Jim Gordon, the famous session drummer who killed his mother, dies: NPR


LOS ANGELES — Jim Gordon, the famed session drummer who backed Eric Clapton and The Beach Boys before he was diagnosed with schizophrenia and jailed for his mother’s murder, has died. He was 77.

Gordon died Monday at the California Medical Facility in Vacaville, the state Department of Corrections and Rehabilitation confirmed Thursday. He is believed to have died of natural causes, but the official cause is being determined by the Solano County Coroner.

Gordon was the drummer for the blues rock supergroup Derek and the Dominos, led by Clapton. He played on their 1970 double album Layla and Other Assorted Love Songs and toured with them.

Gordon has been credited with providing the elegiac piano coda for “Layla”. The group’s keyboardist, Bobby Whitlock, later claimed that Gordon took the piano tune from his then-girlfriend, singer Rita Coolidge, and gave her no credit.

Coolidge wrote in her 2016 memoir Delta Lady that the song was called “Time” when she and Gordon wrote it. They played it for Clapton when they went to England to record with him.

“I was angry,” Coolidge wrote. “What they clearly did was take the song that Jim and I wrote, ditched the lyrics and pinned them to the end of Eric’s song. It was almost the same arrangement.”

Coolidge said she took comfort in the fact that Gordon’s royalties on his songs went to his daughter Amy.

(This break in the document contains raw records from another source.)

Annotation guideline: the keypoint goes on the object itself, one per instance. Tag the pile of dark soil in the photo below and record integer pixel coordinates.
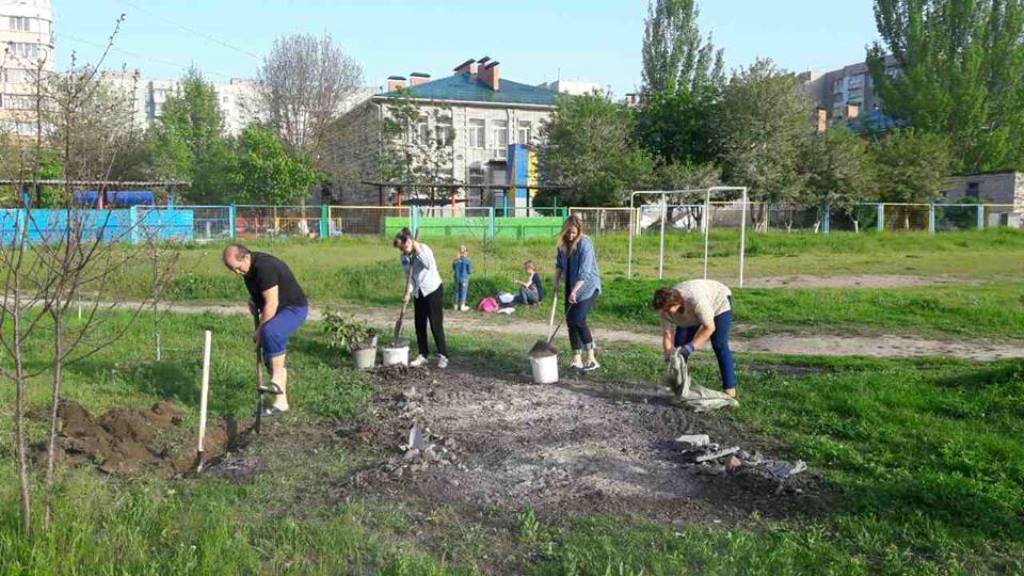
(125, 441)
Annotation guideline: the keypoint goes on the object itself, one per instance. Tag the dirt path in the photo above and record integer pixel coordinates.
(816, 344)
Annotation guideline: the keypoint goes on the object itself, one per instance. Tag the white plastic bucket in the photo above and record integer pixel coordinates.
(365, 359)
(545, 369)
(395, 357)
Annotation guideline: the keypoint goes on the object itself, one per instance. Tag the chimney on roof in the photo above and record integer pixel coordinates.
(489, 76)
(418, 78)
(468, 67)
(395, 83)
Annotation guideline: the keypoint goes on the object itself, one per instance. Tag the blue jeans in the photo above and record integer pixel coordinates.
(719, 341)
(576, 320)
(461, 291)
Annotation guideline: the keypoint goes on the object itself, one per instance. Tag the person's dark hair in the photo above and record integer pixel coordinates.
(240, 250)
(404, 236)
(665, 297)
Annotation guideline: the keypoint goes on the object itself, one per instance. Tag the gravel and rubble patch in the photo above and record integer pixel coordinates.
(468, 437)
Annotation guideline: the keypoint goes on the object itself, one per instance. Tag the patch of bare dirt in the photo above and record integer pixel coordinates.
(579, 447)
(814, 344)
(860, 281)
(125, 441)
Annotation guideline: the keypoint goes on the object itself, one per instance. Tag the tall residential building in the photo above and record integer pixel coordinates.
(26, 49)
(466, 123)
(849, 89)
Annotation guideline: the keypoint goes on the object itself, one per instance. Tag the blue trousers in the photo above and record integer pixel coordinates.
(719, 341)
(576, 320)
(461, 291)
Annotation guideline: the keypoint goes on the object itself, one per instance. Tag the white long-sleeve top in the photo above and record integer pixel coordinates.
(426, 279)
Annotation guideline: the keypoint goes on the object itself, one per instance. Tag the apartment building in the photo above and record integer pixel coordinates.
(467, 119)
(846, 91)
(26, 49)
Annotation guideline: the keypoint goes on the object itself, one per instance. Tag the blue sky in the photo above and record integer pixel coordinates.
(535, 40)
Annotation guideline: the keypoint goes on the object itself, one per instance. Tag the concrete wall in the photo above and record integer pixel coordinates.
(1003, 188)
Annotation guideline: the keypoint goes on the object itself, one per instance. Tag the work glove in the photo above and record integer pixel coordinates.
(686, 351)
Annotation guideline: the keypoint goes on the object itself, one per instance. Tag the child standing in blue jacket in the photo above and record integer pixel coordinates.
(462, 268)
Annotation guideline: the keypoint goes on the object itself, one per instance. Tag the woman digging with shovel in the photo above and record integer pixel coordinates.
(578, 261)
(427, 293)
(693, 313)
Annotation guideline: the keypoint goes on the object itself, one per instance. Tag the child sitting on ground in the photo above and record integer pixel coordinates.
(462, 268)
(531, 290)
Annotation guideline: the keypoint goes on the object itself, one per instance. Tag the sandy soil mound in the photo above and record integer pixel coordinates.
(128, 440)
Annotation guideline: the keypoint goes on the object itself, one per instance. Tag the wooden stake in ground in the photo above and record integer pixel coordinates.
(204, 394)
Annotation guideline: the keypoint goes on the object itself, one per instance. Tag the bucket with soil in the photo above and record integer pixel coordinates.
(545, 366)
(395, 354)
(365, 357)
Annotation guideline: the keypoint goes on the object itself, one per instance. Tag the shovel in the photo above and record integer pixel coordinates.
(544, 347)
(259, 380)
(404, 305)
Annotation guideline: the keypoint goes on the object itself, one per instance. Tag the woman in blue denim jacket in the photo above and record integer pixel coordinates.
(577, 260)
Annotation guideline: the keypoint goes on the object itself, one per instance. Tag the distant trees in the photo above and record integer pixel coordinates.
(187, 140)
(958, 71)
(761, 123)
(304, 82)
(590, 148)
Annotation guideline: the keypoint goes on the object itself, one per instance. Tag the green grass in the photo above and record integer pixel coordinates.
(922, 461)
(365, 271)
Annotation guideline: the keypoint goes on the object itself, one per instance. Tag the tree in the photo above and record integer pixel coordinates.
(304, 83)
(910, 167)
(416, 141)
(675, 56)
(263, 171)
(762, 120)
(98, 128)
(683, 80)
(839, 171)
(589, 148)
(958, 66)
(187, 141)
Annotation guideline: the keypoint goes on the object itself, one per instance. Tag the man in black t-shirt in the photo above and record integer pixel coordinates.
(282, 307)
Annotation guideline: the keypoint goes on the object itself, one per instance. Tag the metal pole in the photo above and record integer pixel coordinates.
(204, 394)
(629, 265)
(660, 252)
(742, 240)
(707, 220)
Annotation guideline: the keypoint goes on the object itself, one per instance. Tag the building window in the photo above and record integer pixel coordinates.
(525, 134)
(20, 24)
(477, 133)
(475, 175)
(501, 137)
(24, 49)
(442, 134)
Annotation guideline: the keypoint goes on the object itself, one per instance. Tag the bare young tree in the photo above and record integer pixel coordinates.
(52, 256)
(304, 83)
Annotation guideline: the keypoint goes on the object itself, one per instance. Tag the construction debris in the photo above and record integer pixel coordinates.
(714, 459)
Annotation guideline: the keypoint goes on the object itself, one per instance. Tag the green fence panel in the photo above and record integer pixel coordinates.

Gordon is featured on George Harrison’s first post-Beatles album All Things Must Pass, the Beach Boys’ Pet Sounds album and Steely Dan’s 1974 song Rikki Don’t Lose That Number.

He has also worked with Joan Baez, Jackson Browne, The Byrds, Judy Collins, Alice Cooper, Crosby Stills & Nash, Delaney & Bonnie, Neil Diamond, Art Garfunkel, Merle Haggard, Hall & Oates, Carole King, Harry Nilsson, and Tom Petty others the Heartbreakers and Barbra Streisand, among others.

Gordon’s mental health eventually deteriorated.

In 1970 Gordon was part of Joe Cocker’s famous “Mad Dogs & Englishmen” tour with Coolidge, then a backup singer, before embarking on a successful solo career.

She wrote in her memoir that Gordon punched her in the eye one night in a hotel corridor, “so hard that I was lifted off the floor and slammed against the wall across the hall”. She was briefly knocked unconscious.

Two weeks before the tour, Coolidge appeared with a black eye. She did not file a battery lawsuit against Gordon, but did sign a restraining order and their relationship ended.

In June 1983, he attacked his 71-year-old mother, Osa Gordon, with a hammer and then fatally stabbed her with a butcher knife. He claimed a voice told him to do it.

It was only after his arrest for second-degree murder that Gordon was diagnosed with schizophrenia.

Gordon was sentenced to 16 years of life imprisonment with the possibility of parole. However, he was denied parole several times after failing to attend any of the hearings and remained in prison until his death.

Born James Beck Gordon on July 14, 1945 in the Sherman Oaks neighborhood of Los Angeles, he began his professional career at age 17 supporting the Everly Brothers.

Gordon was a member of The Wrecking Crew, a famous group of Los Angeles session musicians who played hundreds of hits in the 1960s and ’70s.

He was a protégé of drum legend Hal Blaine.

“When I didn’t have time, I recommended Jim,” Blaine told Rolling Stone in 1985. “He was a damn good drummer. I thought he was one of the real comers.”